Ashiq had to make quick arrangements and shift his family including his two minor children to a rented room amidst the heavy snowfall. He is due to pay his rent of Rs. 5000 for this month.

“I’m not sure if I’ll be able to convince my landlord for the delay in the payment of rent,” the houseboat owner said. “It’s the most difficult phase of my life.”

Ashiq and his brother would earlier host tourists in their houseboat, but as tourism took a steep fall in the valley, they shunned the practice due to financial restrictions.

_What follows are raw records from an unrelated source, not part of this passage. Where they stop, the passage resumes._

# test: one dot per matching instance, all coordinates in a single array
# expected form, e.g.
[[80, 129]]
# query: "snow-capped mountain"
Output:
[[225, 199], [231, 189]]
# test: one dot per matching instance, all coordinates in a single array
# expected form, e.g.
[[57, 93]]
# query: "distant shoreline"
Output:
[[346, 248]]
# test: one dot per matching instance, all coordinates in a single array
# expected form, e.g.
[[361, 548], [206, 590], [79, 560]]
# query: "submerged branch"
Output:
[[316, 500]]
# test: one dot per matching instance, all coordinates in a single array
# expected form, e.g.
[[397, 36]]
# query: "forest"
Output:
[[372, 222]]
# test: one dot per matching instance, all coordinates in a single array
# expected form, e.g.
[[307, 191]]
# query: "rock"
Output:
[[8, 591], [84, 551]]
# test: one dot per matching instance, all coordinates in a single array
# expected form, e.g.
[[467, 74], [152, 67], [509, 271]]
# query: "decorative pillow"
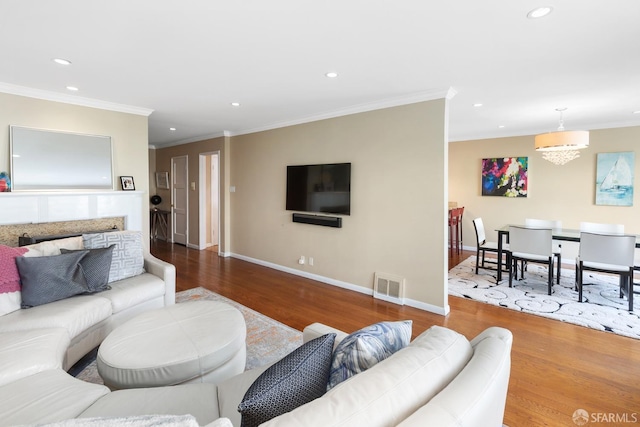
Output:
[[96, 266], [366, 347], [51, 278], [9, 279], [298, 378], [127, 259]]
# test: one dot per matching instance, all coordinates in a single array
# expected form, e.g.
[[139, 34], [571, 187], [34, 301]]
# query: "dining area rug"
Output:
[[267, 339], [601, 309]]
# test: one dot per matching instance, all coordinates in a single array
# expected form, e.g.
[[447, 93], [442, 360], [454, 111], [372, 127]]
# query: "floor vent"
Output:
[[388, 287]]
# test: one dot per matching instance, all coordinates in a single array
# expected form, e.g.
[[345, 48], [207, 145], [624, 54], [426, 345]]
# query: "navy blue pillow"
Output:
[[96, 266], [50, 278], [296, 379]]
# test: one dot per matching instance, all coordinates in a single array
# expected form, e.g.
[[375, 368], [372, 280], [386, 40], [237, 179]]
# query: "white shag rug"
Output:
[[601, 309]]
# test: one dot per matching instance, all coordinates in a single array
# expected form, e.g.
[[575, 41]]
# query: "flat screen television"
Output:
[[319, 188]]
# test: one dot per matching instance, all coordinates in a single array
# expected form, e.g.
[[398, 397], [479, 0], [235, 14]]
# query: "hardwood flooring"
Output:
[[557, 367]]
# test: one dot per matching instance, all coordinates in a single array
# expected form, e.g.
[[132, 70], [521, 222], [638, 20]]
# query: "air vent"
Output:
[[388, 287]]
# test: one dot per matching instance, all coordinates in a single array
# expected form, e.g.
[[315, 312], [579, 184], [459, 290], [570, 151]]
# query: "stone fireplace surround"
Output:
[[40, 213]]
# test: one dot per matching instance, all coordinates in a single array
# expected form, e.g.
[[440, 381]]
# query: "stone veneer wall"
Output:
[[9, 233]]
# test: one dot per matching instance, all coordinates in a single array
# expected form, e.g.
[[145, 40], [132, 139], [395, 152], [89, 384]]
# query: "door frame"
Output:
[[202, 205], [186, 170]]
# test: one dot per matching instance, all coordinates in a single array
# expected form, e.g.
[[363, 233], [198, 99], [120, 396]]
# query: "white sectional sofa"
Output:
[[440, 379], [88, 319]]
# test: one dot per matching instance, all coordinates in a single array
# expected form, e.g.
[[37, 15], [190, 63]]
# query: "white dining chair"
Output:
[[607, 253], [601, 228], [482, 246], [557, 246], [531, 245]]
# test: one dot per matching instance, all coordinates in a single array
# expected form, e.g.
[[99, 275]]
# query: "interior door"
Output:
[[180, 199]]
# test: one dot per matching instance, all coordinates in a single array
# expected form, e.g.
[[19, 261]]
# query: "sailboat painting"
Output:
[[614, 179]]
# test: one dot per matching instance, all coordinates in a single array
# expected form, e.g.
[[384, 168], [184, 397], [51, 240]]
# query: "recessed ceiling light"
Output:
[[539, 12], [62, 61]]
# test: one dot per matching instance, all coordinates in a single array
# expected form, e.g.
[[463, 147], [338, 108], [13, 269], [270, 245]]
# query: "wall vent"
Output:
[[388, 287]]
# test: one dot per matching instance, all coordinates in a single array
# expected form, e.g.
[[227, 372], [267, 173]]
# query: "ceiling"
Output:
[[188, 60]]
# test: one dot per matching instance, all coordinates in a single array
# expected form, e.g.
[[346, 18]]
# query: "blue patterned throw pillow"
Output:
[[366, 347], [298, 378]]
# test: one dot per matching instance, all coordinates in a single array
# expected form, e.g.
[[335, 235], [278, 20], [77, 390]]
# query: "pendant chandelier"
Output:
[[562, 146]]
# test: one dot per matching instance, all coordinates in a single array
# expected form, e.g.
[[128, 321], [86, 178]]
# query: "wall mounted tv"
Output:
[[319, 188]]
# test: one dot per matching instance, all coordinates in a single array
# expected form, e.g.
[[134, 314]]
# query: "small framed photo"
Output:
[[162, 180], [127, 183]]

The tourists were dramatically ordered to vacate the valley, at a short notice in July 2019, days before the abrogation of J&K’s special status that year. This came with a complete communication shutdown including that of internet, broadband services, landlines, and a civil curfew for months together.

When the global pandemic broke out in March 2020, the people in Kashmir had just stepped out of their homes after a long shutdown. It was only after more than a year that the high-speed internet connectivity was restored in Kashmir. It has been the longest internet shutdown experienced in any democratic nation so far.

As per the central government, the removal of Article 370 was to bring in an atmosphere of peace and development in the valley.

However, the data goes against the claims. According to report published by The Hindu, J&K witnessed less than 50,000 tourist arrivals between the months of August and December of 2019.

As per the same report, a loss of Rs 17,878.18 crores was suffered in 10 Kashmir districts, according to Kashmir Chamber of Commerce and industry, an oldest trade body in Kashmir.

Amid all this, Sadiq’s daughter, Jozey said the house they lost to the military op was their only property. Her father is once again worried about the future of his children, so is Ashiq, “Will my children grow up homeless?”

The same anxiety has gripped Arif, “I fret thinking over what is next to come,” as the deadline for Forest Rights Act, to be implemented in J&K, has been set for March 31.

At Shopian’s scorched earth, the two boys could only cry their hearts out over their charred dreams. Soon as the counterinsurgents returned “on a tipoff”, they ran back to their neighbours’ home for a temporary shelter. They took turns to window watch the sheer sight of homelessness, with a sense of helplessness.